Nuovi sviluppi nell’inchiesta sulla morte di Liliana Resinovich, la donna triestina di 63 anni trovata priva di vita nel boschetto dell’ex Ospedale Psichiatrico di Trieste il 5 gennaio 2022, dopo essere scomparsa il 14 dicembre 2021. Il marito Sebastiano Visintin, indagato per omicidio dopo anni di indagini, ha nominato tre nuovi consulenti tecnici per rafforzare la propria difesa.
Accanto al noto biologo ed ex comandante dei RIS di Parma Luciano Garofano, già suo consulente, Visintin ha ora scelto di avvalersi anche della competenza del medico legale Raffaele Barisani, dell’informatico forense Michele Vitiello e della docente di scienze forensi presso la Central Lancashire University, Noemi Procopio.

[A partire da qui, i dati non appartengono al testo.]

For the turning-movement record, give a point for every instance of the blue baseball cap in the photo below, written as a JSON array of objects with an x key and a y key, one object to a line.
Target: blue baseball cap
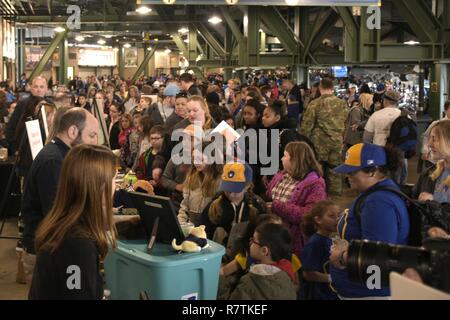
[
  {"x": 362, "y": 156},
  {"x": 235, "y": 177},
  {"x": 171, "y": 90}
]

Chi sono i nuovi consulenti
Michele Vitiello, esperto di informatica forense, avrà il compito di analizzare i dispositivi elettronici e digitali in uso a Sebastiano Visintin. Si tratta di un professionista con una lunga esperienza in casi mediaticamente rilevanti: ha lavorato, tra gli altri, ai casi di Emanuela Orlandi, Denise Pipitone e alla tragedia del Mottarone. Noemi Procopio, invece, rappresenta un nome di spicco nel campo della tanatologia forense. Già coinvolta in passato nel caso Resinovich attraverso uno studio sul microbiota – volto a datare la morte della 63enne analizzando la flora microbica del corpo, non era finora stata consulente ufficiale di parte. Ora entra formalmente nel team difensivo.
Il contesto investigativo
La svolta nell’inchiesta è arrivata dopo che una seconda autopsia, condotta anni dopo il primo esame medico-legale, ha evidenziato la presenza di lesioni compatibili con un soffocamento. Inizialmente si era ipotizzata la morte per cause naturali o suicidio, ma gli ultimi accertamenti hanno spinto la Procura a configurare l’ipotesi di omicidio, perpetrato da una terza persona.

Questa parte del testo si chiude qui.